1. The Three Year Rule
The tax return (and therefore payment) for a particular tax year must have been due without penalty at least three years before filing for a tax bankruptcy discharge.
If you filed an extension, the three years are determined by the extension. For example, Adam Smith’s return would have been due on April 15 – or the next business day thereafter – but he applied for an extension out to October 15. If the tax year was 2010, his return would and payment without penalty would have been due October 15, 2011. Unless October 15 fell on a weekend, which I didn’t bother to verify, but you get the idea. Measuring from October 15, 2011, the earliest date his taxes are dischargeable is October 15, 2014 – three years later. But all this assumes Mr. Smith filed his return.
2. The Two Year Rule
The tax return must have been filed at least two years before filing for a tax bankruptcy discharge. In our hypothetical above, let’s assume Mr. Smith procrastinated in filing his 2010 return. October 15, 2011, comes and goes and, well, no tax return. Maybe he owed more than he could pay and figured if he put his head in the sand it would go away. It didn’t. He comes to his senses in time to get his return filed on October 14, 2012. Dodged a bullet, did Mr. Smith. Come October 15, 2014, he’ll still be able to discharge his taxes if he files bankruptcy on October 15, 2014. His taxes were due without penalty for more than three years (measuring from October 15, 2011-October 15, 2014), his return was filed more than two years prior to his bankruptcy filing.
Let’s see how our favorite capitalist did on the rest of his criteria.
3. The 240 Day Rule
Taxes must have been assessed by the IRS at least 240 days before filing. Poor Adam. His CPA fouled up or somehow or other the IRS found fault with his 2010 return filed on October 14, 2012. On February 14, 2014, the IRS files a NOTICE OF ASSESSMENT (or some similarly named form) informing him that his return had errors and that the IRS has assessed an additional…let’s just say $2500, not that the amount much matters. It’s all about the timing. Now our Mr. Smith must wait 240 days beyond the assessment date before he files for his tax bankruptcy, even though he already has satisfied the two-year and three-year rules. He breaks out his calendar and counts out the days until October when he can safely file his bankruptcy.
4. Fraud or Willful Evasion Rule The tax return must not be fraudulent, and there can be no willful attempt to evade taxes. These are often described separately (4. Fraud; 5. Willful Evasion), creating six instead of five rules.
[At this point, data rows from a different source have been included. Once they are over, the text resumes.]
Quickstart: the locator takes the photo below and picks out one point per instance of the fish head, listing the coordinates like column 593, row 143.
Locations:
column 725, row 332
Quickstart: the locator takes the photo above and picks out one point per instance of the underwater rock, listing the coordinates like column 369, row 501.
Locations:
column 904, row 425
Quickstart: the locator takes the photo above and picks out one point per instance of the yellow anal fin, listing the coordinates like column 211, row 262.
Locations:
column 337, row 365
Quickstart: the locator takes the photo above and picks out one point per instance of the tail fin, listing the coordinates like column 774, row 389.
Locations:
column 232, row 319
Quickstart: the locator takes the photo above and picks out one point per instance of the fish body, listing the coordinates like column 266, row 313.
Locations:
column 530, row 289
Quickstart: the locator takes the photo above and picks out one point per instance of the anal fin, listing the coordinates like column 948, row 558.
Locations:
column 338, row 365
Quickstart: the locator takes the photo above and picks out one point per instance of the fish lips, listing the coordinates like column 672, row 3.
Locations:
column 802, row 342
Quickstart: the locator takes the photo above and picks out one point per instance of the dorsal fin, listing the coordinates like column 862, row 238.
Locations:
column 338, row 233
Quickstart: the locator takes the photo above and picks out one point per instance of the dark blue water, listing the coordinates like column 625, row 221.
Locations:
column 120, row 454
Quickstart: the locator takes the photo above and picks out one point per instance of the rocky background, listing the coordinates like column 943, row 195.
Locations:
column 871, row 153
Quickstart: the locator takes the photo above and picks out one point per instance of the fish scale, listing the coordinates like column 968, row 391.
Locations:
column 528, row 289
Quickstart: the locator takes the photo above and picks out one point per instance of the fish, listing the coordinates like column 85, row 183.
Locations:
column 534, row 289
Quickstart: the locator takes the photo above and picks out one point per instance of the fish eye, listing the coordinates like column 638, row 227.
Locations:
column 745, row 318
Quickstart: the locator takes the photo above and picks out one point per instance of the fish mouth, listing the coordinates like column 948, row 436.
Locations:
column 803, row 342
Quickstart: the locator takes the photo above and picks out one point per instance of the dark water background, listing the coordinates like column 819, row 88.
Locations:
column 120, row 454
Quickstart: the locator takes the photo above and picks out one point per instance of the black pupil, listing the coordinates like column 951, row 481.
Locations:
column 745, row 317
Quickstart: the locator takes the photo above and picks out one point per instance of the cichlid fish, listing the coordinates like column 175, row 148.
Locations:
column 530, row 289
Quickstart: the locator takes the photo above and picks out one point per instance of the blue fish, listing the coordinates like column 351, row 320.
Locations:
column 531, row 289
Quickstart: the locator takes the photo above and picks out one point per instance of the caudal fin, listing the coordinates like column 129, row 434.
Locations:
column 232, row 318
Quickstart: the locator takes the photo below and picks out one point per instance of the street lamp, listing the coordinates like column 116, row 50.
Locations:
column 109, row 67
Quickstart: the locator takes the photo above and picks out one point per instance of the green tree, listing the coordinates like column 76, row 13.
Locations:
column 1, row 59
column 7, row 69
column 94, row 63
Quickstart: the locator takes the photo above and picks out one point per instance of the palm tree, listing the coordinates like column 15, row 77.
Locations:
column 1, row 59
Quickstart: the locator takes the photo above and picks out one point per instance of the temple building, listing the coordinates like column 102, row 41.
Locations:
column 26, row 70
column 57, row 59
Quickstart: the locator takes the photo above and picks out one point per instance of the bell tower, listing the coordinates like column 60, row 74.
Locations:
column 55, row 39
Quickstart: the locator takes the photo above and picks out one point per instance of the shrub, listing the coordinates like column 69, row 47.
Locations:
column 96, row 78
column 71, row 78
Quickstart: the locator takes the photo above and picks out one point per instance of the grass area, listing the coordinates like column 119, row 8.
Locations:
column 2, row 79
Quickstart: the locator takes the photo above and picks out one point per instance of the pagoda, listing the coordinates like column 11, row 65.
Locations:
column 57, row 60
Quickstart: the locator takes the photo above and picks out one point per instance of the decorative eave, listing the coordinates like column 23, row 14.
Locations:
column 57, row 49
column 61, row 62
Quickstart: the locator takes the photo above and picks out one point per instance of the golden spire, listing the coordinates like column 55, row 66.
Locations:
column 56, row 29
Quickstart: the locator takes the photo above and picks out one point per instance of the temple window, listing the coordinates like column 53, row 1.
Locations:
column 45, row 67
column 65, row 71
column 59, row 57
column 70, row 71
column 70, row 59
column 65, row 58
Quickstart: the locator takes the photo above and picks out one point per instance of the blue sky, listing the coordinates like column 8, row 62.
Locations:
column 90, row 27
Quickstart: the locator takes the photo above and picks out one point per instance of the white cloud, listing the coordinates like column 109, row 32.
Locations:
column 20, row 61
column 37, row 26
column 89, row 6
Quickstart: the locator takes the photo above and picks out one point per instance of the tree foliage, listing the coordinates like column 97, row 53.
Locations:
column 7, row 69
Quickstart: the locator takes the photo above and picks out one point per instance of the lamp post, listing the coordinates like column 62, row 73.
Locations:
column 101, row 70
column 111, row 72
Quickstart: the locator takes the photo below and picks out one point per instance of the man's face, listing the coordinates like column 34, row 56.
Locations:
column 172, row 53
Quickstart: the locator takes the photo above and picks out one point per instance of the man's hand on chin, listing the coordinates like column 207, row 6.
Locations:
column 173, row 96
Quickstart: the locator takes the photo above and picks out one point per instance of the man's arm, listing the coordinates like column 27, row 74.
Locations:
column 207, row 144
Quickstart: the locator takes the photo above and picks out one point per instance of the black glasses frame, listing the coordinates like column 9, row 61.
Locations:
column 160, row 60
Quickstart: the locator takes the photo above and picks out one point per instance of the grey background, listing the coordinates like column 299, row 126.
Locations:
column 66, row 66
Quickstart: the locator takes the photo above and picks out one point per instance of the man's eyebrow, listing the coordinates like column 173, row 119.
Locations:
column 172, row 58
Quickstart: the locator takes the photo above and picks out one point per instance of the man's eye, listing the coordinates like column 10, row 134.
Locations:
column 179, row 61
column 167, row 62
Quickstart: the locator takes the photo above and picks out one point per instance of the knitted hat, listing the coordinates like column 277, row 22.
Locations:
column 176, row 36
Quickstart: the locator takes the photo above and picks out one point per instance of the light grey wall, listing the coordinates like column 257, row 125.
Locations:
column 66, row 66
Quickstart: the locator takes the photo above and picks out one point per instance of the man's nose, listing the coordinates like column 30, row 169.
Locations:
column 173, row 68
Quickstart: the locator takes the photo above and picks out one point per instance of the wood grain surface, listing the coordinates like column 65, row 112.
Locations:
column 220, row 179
What’s fun about doing it that way is you end up with the so-called “six-gun rule”, i.e., miss one bullet in the chamber and your discharge of taxes in bankruptcy is D.O.A. It probably goes without saying but I’ll say it anyway: tax fraud and tax evasion are two sure ways to risk not only potential civil and criminal penalties but will forever bar the discharge of taxes in bankruptcy.
5. Other Income Taxes: Taxes other than income taxes, such as Trust Fund Recovery Penalties, payroll taxes, and other types of taxes cannot be discharged. The good news, though, is that even these taxes have a statute of limitations – of sorts. TEN YEARS the IRS has to collect these. Few of us can hold out for that long with tax liens and levies hanging over our heads.